Banks deserve some of the blame for the slow pace of foreclosures, he adds. The robo-signing debacle of late 2010 clearly rests on the lending industry’s shoulders. Shoddy mortgage documentation processes slowed the foreclosure market down and just staved off the inevitable, Higgins says. That has kept the housing market from doing what it needs to do: hit bottom.

"The reason it appears to be a double dip is because foreclosures stopped due to the uproar over robo-signing practices," Higgins adds. "So, what we were seeing for home prices at that time wasn't really a true price. Once a true regulatory settlement was reached with mortgage servicers, the foreclosure process began again, the inventory of houses increased and prices dropped."

It’s all about home values, Higgins says. It takes 17 months, on average, for a home foreclosure to be processed. In that time, neighboring homes suffer from their proximity to the foreclosed residency, bringing entire neighborhoods into decline, from a home value perspective.

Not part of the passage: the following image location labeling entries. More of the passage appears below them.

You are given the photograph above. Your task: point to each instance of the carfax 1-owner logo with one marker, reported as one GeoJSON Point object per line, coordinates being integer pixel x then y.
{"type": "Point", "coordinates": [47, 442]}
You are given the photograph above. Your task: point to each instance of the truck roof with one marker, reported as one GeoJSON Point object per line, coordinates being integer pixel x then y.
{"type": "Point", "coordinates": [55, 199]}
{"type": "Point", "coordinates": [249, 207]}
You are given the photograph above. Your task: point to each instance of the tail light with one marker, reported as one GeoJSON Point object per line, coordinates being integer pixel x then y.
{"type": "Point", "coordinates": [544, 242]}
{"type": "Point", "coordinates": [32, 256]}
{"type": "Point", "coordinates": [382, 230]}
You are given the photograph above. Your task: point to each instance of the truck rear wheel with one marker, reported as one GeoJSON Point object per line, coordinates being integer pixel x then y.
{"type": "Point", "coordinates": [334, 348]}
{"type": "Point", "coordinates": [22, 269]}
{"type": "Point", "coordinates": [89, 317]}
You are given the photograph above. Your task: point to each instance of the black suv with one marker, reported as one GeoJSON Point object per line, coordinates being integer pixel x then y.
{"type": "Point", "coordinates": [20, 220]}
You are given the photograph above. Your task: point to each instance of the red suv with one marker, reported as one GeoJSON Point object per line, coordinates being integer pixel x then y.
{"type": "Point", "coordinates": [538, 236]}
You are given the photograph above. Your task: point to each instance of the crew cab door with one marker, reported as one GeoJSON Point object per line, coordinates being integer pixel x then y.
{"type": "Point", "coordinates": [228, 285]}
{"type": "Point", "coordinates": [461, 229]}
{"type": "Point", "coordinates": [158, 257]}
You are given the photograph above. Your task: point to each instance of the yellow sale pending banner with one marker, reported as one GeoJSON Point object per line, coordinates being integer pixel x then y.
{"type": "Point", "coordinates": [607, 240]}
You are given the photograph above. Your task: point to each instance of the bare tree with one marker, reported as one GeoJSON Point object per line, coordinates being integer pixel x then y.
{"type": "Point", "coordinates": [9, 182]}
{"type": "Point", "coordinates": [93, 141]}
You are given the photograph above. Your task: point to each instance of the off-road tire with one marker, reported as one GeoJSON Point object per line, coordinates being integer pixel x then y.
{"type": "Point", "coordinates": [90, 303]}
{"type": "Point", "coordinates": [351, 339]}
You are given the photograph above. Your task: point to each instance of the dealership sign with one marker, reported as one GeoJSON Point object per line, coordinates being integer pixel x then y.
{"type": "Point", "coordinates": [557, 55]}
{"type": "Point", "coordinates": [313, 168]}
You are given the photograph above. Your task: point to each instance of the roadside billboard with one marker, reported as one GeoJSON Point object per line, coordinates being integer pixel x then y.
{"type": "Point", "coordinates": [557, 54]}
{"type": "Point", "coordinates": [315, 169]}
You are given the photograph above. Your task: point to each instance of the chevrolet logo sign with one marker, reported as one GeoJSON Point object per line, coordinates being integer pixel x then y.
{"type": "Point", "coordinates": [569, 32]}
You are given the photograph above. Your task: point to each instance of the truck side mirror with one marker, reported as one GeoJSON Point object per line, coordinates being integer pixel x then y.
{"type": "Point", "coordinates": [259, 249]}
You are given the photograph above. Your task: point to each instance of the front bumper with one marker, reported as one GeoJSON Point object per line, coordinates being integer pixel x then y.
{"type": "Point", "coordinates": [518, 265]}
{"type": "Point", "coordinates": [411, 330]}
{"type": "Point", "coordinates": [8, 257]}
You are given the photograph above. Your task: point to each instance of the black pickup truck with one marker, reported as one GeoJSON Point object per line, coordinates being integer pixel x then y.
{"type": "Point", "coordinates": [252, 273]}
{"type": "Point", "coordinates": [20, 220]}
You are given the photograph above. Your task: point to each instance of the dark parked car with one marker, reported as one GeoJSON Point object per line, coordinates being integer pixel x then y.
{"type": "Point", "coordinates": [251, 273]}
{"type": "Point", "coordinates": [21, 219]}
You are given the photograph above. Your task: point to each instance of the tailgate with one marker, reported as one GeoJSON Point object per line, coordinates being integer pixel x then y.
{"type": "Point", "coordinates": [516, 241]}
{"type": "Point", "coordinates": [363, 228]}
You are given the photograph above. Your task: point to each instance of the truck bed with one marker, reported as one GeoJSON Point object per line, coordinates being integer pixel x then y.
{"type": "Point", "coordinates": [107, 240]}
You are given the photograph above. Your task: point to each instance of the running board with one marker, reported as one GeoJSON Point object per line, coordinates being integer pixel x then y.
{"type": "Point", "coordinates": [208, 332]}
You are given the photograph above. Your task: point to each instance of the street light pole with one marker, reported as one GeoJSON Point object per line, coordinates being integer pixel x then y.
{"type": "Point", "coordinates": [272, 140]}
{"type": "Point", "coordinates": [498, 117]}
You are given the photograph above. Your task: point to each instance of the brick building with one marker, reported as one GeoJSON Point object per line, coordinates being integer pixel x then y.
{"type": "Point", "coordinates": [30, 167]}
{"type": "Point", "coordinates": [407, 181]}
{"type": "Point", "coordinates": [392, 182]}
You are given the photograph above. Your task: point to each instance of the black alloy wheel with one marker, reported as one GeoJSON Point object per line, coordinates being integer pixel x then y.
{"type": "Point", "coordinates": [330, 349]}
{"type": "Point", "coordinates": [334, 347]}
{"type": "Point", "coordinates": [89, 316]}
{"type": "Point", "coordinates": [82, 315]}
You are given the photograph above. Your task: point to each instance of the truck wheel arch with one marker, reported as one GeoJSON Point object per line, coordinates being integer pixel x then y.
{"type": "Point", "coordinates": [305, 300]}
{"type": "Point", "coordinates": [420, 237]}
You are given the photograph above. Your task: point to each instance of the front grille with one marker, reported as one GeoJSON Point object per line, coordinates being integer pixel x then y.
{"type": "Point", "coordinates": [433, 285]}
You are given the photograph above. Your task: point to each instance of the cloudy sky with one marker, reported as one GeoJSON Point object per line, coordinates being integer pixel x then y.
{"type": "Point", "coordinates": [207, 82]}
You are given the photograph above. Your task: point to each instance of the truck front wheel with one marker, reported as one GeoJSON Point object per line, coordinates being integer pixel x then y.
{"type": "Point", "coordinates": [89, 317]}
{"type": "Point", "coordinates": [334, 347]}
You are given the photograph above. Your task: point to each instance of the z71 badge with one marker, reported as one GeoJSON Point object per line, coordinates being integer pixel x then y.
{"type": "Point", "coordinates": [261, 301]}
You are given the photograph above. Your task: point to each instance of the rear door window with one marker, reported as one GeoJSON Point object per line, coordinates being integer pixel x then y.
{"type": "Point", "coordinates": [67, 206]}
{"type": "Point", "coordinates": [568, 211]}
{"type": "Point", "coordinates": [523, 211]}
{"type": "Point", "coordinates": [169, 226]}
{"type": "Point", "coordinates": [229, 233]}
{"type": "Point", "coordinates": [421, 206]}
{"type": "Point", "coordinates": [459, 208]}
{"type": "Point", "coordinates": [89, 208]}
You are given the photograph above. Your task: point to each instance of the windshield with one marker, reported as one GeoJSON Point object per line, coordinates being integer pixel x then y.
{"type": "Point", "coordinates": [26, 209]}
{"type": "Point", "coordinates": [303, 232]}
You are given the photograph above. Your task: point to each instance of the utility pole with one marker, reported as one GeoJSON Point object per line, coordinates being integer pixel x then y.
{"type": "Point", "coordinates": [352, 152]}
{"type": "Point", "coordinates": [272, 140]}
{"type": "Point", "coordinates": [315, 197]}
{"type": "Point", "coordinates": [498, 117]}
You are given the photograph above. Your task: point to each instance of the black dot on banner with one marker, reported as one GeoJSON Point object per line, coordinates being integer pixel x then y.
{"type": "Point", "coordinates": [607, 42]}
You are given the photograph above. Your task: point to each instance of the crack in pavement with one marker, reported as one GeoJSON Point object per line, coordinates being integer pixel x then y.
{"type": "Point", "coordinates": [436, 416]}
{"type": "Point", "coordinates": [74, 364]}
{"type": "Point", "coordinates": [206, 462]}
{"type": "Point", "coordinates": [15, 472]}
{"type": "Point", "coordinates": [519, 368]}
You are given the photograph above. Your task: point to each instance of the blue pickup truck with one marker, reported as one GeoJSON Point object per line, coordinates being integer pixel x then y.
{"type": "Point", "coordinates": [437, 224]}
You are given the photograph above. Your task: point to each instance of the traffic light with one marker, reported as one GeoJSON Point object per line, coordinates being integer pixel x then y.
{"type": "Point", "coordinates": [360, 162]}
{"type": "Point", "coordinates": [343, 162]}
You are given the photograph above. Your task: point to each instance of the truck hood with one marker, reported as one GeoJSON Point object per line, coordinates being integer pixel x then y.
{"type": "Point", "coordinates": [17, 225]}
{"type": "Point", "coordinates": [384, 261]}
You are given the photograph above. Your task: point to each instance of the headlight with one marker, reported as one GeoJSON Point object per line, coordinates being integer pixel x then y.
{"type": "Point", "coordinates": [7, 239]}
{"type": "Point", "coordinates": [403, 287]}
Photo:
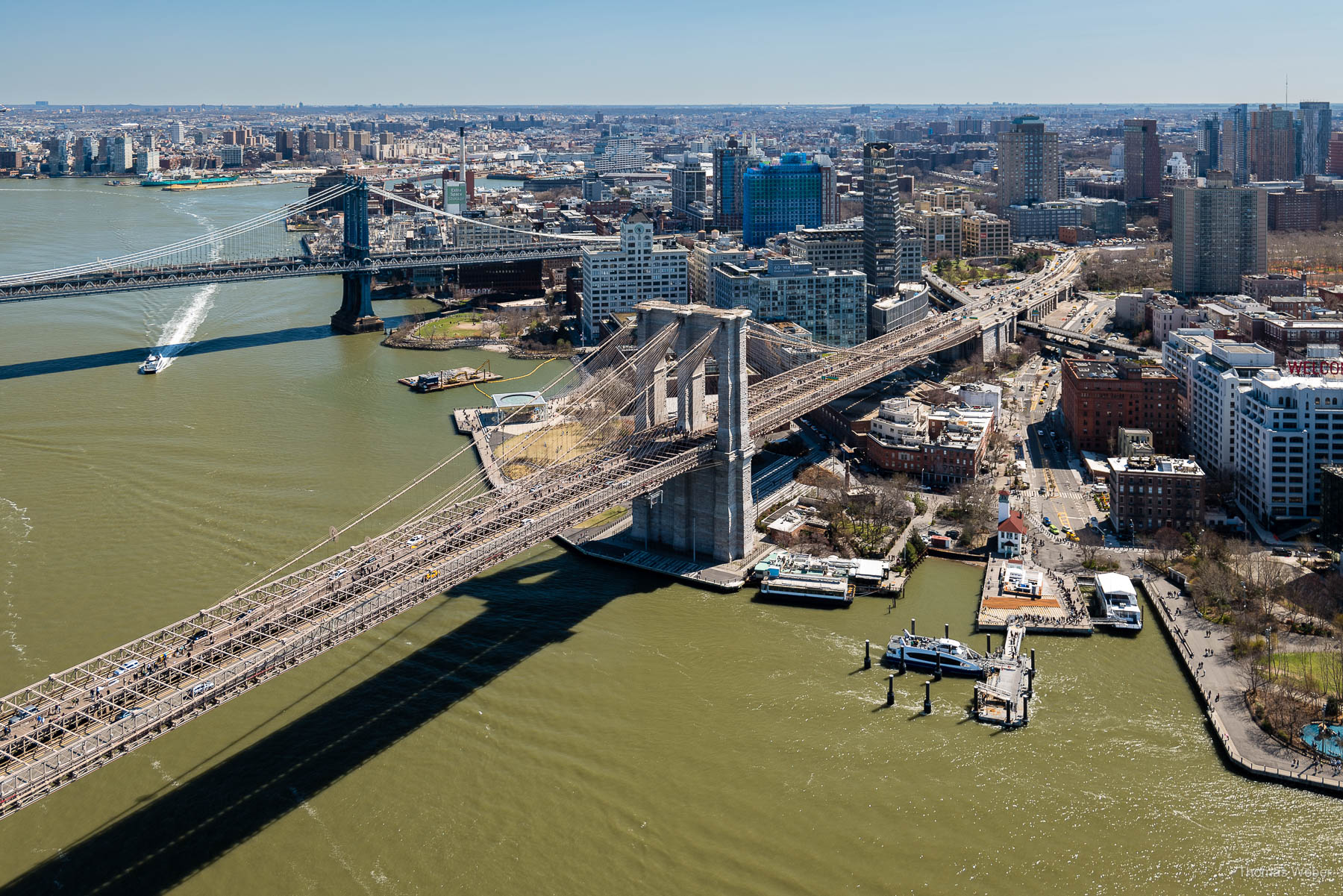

Kicking the can down the road on foreclosures just compounds that problem.

"By delaying foreclosures and modifying mortgages, all you are doing is prolonging the borrower's problems," Higgins said. "Statistics show that mortgage modifications don't really work and people are eventually going to be in a situation where they are unable to pay the adjusted mortgages. It gives borrowers who are in trouble a sense of a false hope and encourages other borrowers to engage in strategic default."

Higgins also notes a link between foreclosures and unemployment. It’s not as much an issue of available jobs, it’s a matter of job mobility, he says.

"People are stuck in these houses that either have been foreclosed or will be foreclosed, or they are so underwater that they can't sell the house," Higgins said. "So there may be jobs out there, but folks can't get to them because they are stuck in bad mortgages, and that keeps the unemployment rate higher."

When foreclosures do accelerate, they’ll clear that much faster, Higgins says. Then--and only then--can the housing market really recover.

"A lot of pain is going to happen, but the market needs to clear," Higgins said. "Once it clears, new construction can start. When construction starts, we create jobs in that area and then things might be able to pick back up."